Neil obviously sees a hell of a lot of CVs. He urged us to write facts and NOT opinion, to actually spell it out and tell them what responsibilities we’ve had, rather than what we’ve done, and why they are relevant. He said the same about any blogs/societies or clubs that you’re involved with – why are they relevant? The pencil scribbling did not stop! Neil then insisted that we must not take rejection personally, and after hearing about various rejections he’d had, he then went on to say ‘be relentless’!

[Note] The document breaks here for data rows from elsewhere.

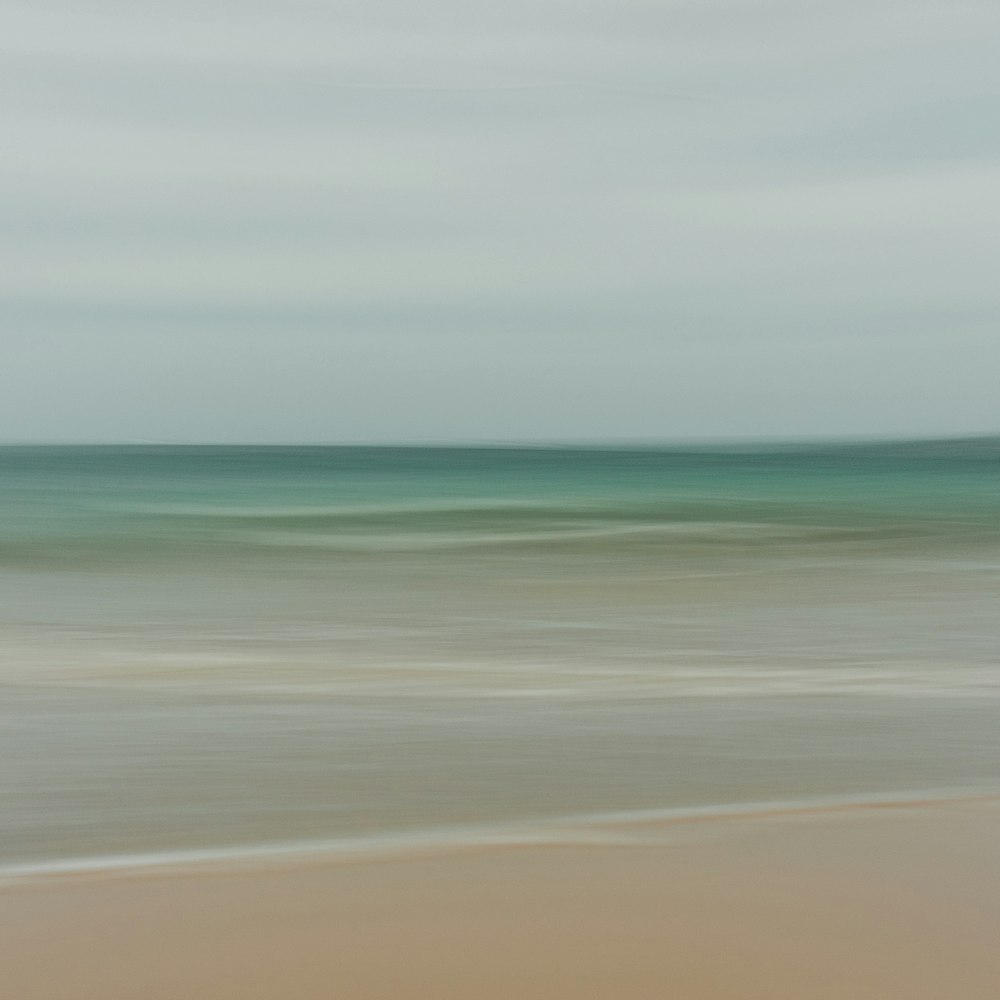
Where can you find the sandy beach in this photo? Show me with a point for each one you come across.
(874, 902)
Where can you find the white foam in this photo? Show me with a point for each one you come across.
(601, 828)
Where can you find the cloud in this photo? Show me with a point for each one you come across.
(591, 191)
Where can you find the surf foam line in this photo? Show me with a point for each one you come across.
(594, 829)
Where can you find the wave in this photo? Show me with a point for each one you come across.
(605, 828)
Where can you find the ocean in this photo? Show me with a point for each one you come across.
(224, 652)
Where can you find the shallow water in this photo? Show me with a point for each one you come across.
(220, 647)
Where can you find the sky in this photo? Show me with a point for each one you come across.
(459, 220)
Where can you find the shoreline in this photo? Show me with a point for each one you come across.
(603, 829)
(863, 903)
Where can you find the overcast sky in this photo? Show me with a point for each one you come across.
(308, 220)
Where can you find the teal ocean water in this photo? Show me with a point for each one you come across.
(210, 650)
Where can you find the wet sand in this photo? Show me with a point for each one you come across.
(853, 904)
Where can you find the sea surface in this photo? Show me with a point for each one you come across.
(214, 652)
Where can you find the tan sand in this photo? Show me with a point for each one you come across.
(871, 904)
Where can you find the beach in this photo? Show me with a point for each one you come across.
(496, 723)
(872, 903)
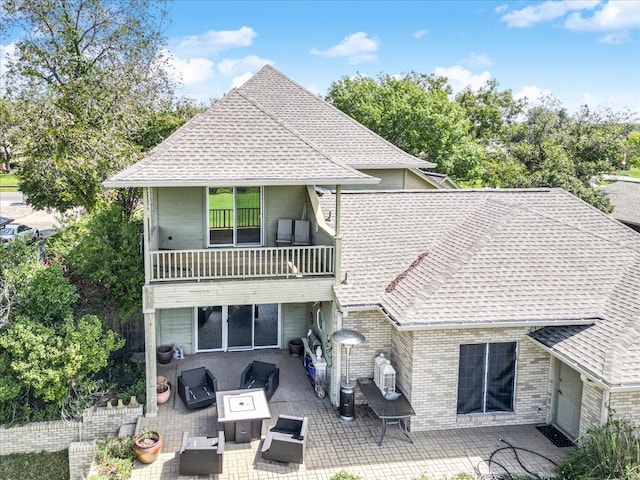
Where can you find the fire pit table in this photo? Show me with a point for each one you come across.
(389, 411)
(241, 412)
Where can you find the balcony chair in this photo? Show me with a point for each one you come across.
(301, 232)
(285, 230)
(197, 388)
(286, 441)
(201, 455)
(261, 375)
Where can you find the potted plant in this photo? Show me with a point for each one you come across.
(147, 445)
(164, 354)
(163, 390)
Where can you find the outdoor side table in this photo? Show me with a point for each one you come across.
(389, 411)
(241, 412)
(201, 455)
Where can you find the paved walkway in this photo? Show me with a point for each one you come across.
(332, 444)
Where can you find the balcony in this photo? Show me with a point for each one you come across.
(241, 263)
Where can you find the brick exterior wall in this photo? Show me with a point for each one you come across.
(55, 436)
(626, 406)
(426, 364)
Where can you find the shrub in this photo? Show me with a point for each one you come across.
(610, 451)
(114, 459)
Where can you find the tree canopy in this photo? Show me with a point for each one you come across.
(486, 137)
(415, 114)
(85, 75)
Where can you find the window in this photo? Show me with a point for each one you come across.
(235, 215)
(486, 377)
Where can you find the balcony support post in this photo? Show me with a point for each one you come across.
(338, 238)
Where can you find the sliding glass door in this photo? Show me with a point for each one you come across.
(237, 327)
(235, 215)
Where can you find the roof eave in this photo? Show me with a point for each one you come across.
(240, 183)
(588, 374)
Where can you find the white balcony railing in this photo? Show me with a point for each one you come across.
(229, 263)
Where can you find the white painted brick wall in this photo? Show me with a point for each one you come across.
(56, 436)
(426, 363)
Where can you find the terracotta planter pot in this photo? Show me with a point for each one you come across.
(147, 447)
(164, 354)
(163, 393)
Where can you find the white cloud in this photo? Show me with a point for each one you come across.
(545, 12)
(460, 78)
(313, 88)
(419, 34)
(616, 38)
(192, 71)
(614, 15)
(616, 102)
(532, 93)
(478, 60)
(212, 42)
(241, 79)
(357, 48)
(253, 63)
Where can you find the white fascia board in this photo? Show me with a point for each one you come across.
(240, 183)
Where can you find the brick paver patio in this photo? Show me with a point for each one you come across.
(332, 444)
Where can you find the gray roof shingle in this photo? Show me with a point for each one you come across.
(447, 258)
(236, 142)
(270, 131)
(335, 132)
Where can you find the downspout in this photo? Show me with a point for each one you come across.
(146, 246)
(338, 314)
(338, 238)
(604, 413)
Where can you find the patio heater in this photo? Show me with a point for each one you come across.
(348, 338)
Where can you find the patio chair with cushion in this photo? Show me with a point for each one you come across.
(261, 375)
(285, 230)
(286, 441)
(302, 232)
(197, 388)
(201, 455)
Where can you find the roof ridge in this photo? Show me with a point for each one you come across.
(317, 98)
(484, 232)
(294, 132)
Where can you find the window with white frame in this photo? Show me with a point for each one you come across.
(486, 377)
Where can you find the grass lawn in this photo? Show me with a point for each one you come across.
(8, 182)
(633, 172)
(35, 466)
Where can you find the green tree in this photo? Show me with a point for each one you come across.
(415, 114)
(490, 111)
(9, 131)
(85, 74)
(104, 246)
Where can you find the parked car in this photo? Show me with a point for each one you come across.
(12, 231)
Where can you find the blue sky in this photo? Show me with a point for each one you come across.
(579, 51)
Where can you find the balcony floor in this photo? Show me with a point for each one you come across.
(334, 445)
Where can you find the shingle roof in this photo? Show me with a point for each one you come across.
(236, 142)
(269, 131)
(333, 131)
(625, 197)
(446, 258)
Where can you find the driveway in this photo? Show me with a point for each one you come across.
(12, 205)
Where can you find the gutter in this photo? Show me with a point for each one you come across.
(588, 376)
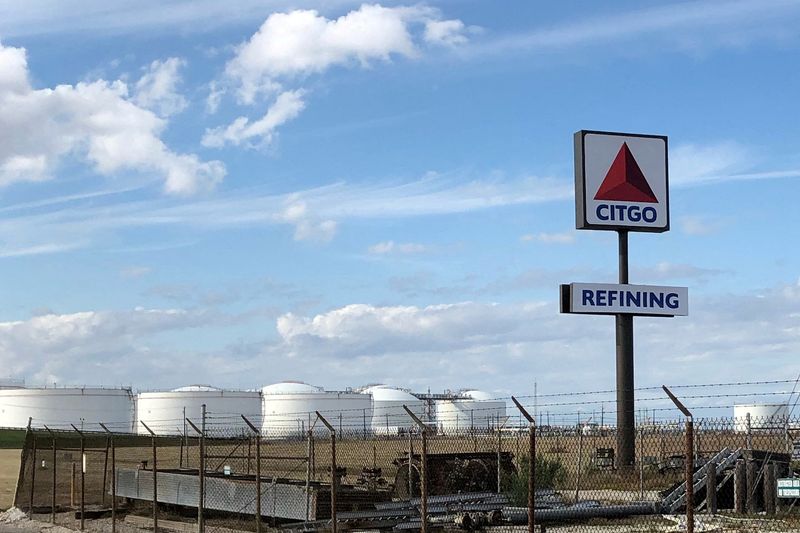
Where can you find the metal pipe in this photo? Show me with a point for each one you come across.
(519, 515)
(626, 432)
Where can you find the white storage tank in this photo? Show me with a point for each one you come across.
(388, 415)
(470, 410)
(289, 410)
(57, 408)
(763, 417)
(163, 412)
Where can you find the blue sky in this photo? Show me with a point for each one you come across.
(345, 193)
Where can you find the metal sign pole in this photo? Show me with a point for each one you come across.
(626, 432)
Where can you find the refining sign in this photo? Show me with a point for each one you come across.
(621, 181)
(612, 299)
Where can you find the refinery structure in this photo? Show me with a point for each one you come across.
(281, 410)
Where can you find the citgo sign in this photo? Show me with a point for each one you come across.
(621, 181)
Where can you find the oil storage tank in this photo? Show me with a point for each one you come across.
(388, 415)
(763, 417)
(57, 408)
(469, 410)
(164, 411)
(289, 410)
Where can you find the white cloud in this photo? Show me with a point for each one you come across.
(303, 42)
(445, 32)
(96, 122)
(566, 237)
(287, 106)
(306, 227)
(106, 343)
(313, 213)
(389, 247)
(157, 88)
(290, 46)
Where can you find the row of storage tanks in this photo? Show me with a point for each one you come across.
(281, 410)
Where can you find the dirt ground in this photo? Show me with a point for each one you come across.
(9, 470)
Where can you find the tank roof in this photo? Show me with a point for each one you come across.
(196, 388)
(384, 393)
(291, 387)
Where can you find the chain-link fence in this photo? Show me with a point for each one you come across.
(330, 475)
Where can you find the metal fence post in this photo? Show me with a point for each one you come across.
(53, 495)
(749, 428)
(155, 476)
(688, 460)
(113, 479)
(711, 487)
(258, 471)
(423, 482)
(309, 459)
(532, 469)
(201, 431)
(33, 477)
(83, 473)
(105, 472)
(334, 476)
(578, 465)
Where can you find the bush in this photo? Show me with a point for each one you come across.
(549, 474)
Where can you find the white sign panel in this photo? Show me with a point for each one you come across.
(621, 181)
(789, 488)
(612, 299)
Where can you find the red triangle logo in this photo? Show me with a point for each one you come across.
(624, 181)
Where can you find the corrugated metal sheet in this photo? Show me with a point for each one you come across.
(281, 498)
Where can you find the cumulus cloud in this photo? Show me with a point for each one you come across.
(157, 88)
(445, 32)
(97, 122)
(289, 46)
(287, 106)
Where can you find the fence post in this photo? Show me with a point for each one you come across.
(532, 469)
(641, 463)
(578, 465)
(53, 495)
(309, 458)
(83, 473)
(201, 431)
(740, 487)
(423, 475)
(711, 487)
(334, 476)
(258, 471)
(33, 477)
(689, 460)
(410, 464)
(105, 472)
(752, 481)
(155, 476)
(749, 437)
(113, 479)
(769, 488)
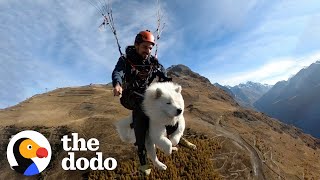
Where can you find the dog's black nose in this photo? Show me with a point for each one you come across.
(179, 111)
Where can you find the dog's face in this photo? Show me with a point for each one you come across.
(170, 101)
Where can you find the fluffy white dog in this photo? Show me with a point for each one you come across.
(164, 105)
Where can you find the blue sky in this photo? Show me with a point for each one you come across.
(51, 44)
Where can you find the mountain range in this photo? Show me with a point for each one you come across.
(232, 142)
(296, 101)
(246, 94)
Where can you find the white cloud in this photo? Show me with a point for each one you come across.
(276, 70)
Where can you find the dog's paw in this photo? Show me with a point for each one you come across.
(161, 166)
(174, 149)
(174, 140)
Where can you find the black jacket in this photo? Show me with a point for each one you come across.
(135, 73)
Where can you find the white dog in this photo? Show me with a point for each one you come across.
(164, 105)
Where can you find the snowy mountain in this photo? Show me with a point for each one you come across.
(296, 101)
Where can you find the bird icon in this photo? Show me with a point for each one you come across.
(24, 150)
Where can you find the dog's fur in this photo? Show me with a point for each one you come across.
(164, 105)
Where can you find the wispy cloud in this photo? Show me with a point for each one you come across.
(270, 73)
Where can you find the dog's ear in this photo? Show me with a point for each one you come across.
(158, 93)
(178, 89)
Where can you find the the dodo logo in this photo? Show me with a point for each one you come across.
(28, 152)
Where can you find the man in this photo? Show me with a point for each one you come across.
(132, 75)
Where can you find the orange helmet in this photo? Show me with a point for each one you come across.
(144, 36)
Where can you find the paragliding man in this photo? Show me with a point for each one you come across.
(133, 73)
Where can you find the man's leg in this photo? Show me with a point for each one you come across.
(141, 125)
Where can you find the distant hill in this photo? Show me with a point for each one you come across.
(246, 94)
(296, 101)
(232, 142)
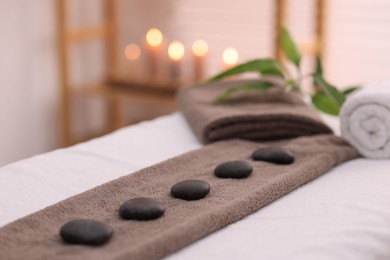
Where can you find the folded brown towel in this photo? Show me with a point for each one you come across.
(269, 115)
(36, 236)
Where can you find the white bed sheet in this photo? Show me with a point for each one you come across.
(344, 214)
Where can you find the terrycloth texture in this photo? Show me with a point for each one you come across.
(269, 115)
(36, 236)
(365, 120)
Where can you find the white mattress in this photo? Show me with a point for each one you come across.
(344, 214)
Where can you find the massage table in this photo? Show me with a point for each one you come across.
(344, 214)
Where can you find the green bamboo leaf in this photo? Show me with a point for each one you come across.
(325, 104)
(258, 85)
(289, 47)
(330, 91)
(266, 67)
(350, 90)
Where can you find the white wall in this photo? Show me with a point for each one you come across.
(357, 51)
(28, 78)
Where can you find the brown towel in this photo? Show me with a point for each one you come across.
(270, 115)
(36, 236)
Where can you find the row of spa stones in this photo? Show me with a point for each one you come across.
(91, 232)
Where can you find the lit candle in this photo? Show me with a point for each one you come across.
(176, 53)
(230, 58)
(132, 53)
(154, 39)
(199, 49)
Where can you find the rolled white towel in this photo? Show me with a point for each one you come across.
(365, 120)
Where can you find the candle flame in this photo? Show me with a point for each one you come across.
(230, 56)
(132, 51)
(200, 48)
(154, 37)
(176, 50)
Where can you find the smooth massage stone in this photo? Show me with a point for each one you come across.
(86, 232)
(274, 155)
(233, 169)
(141, 209)
(190, 190)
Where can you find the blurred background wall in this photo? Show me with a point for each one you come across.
(356, 51)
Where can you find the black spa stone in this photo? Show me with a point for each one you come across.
(190, 190)
(141, 209)
(86, 232)
(273, 155)
(233, 169)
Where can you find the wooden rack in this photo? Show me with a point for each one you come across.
(114, 96)
(122, 92)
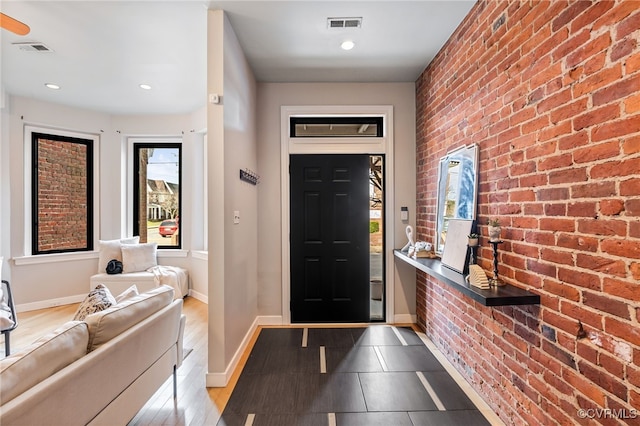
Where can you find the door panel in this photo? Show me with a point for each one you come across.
(329, 238)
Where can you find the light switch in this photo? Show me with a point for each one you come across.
(404, 213)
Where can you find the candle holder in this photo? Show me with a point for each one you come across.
(496, 281)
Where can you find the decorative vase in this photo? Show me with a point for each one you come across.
(494, 233)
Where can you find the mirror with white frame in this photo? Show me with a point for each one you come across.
(457, 190)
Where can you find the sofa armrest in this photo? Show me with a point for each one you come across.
(183, 320)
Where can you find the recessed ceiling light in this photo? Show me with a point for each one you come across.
(347, 45)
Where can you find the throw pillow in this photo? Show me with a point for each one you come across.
(139, 257)
(110, 249)
(127, 294)
(98, 299)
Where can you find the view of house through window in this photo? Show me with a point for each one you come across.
(157, 193)
(62, 194)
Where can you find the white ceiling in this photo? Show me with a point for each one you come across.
(102, 50)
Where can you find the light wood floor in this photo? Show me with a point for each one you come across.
(196, 405)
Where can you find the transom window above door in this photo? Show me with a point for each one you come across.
(336, 127)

Our final speaker was Mary Ann Kernan, Programme Director, MA Publishing Studies and MA International Publishing Studies and Head, Centre for Creative Writing, Translation and Publishing, City University London. A bit of a mouthful, but an interesting perspective to listen to, because at City, the classes are small and Mary becomes friends with her students and keeps track of what they are doing after they finish studying. She finds out if her pupils actually do get a job in the industry after doing a publishing MA. The answer is, it is very tough, with or without an MA, and an MA will not guarantee you a job. However, an MA does allow you to build on those versatile skills you need in publishing, even at entry-level. Mary went through a typical entry-level job advert which said that you needed lots and lots of experience as well as flair and confidence – and Mary’s excuse for this pretty tricky job advert, was that publishers can afford to be picky. A quote that I cannot resist to jot down is: ‘What is publishing? Why do we want to work in publishing? What is this sickness we all share?’ and this produced a few giggles around the room.
People want to work in this industry because it’s in the creative sphere, we like books and we want a job with, I suppose, substance. This seminar was my personal favourite of the day, and our speakers became particularly excited with our Q&A session at the end because there was so much enthusiasm. Neil Morrison tweeted later saying that he “Met a load of bright, intelligent young people looking for a career in publishing. Makes me confident about the future.” This made me smile. I think the main points of the seminar were to be relentless, strong, smart and flexible and work hard to get what you want, while trying to absorb as much advice along the way as possible! Happy job hunting! We’re blatantly going to rule this publishing world one day – well, if we haven’t all been turned into robots.